After the war he settled in Lübeck. From 1950 he set up a regional specialist shop for jeans, other trousers and outerwear at Königstrasse 85, which he named Manchester Große after the fabric used for corduroy trousers.

==Gliding career==
Grosse's free distance world record of 1460.80 km from his home city of Lübeck (West Germany) to Biarritz (France) was set on 25 April 1972 in a Schleicher ASW 12. After starting in Lübeck, and eleven and a half hours in flight, he landed in Biarritz in southwestern France. He held this record for more than 30 years. It was not broken until 9 January 2003 (by Klaus Ohlmann in Argentina). Grosse has offered a €750 prize for youth pilots who manage to exceed his flight within Europe. In an interview, Grosse said he could have flown farther, but he didn't want to risk flying into Spain at dusk without the appropriate licence.

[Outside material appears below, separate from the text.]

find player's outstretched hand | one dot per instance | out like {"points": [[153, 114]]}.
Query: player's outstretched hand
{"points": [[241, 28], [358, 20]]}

This record was far from his only success. He has held a total of 50 gliding world records. Among his other world records were: the largest triangular distance (1306 km in 1981), the fastest speed round a 1250 km triangle (133 km/h in 1980) and the fastest speed round a 300 km triangle (158 km/h also in 1980). These record flights started from Alice Springs, Australia. He came second in the World Gliding Championships in 1970. He was awarded the Lilienthal Gliding Medal in 1970.

For his 75th birthday, Grosse was named an honorary member of the German National Gliding Team of the FAI League due to his outstanding performance in the sport of gliding. He was presented this certificate, which is unique up to this time, by the President of the International Gliding Commission (IGC) and Director of the World Gliding Championships 1999 in Bayreuth, Professor Peter Ryder, at the birthday celebration on 29 November 1997. Grosse was also an honorary member of the Deutscher AeroClub e.V. and the chief initiator of the Eta project. He himself owned the first model of this glider, which is still the largest glider in the world (30.90 m wingspan) and features a performance rivaled by just a handful of other gliders today.

His commitment to gliding is also shown by the establishment of the project, "Jugendfördernde Maßnahmen Ost" (Measures to Support Youth East). In this project, Grosse made his high-performance Schleicher ASH 25 glider available to young glider pilots in organisations in eastern Germany for the purpose of making it possible for the new generation of glider pilots to fly with modern equipment which would not usually be available to them.

Grosse died on 18 February 2021 at the age of 98.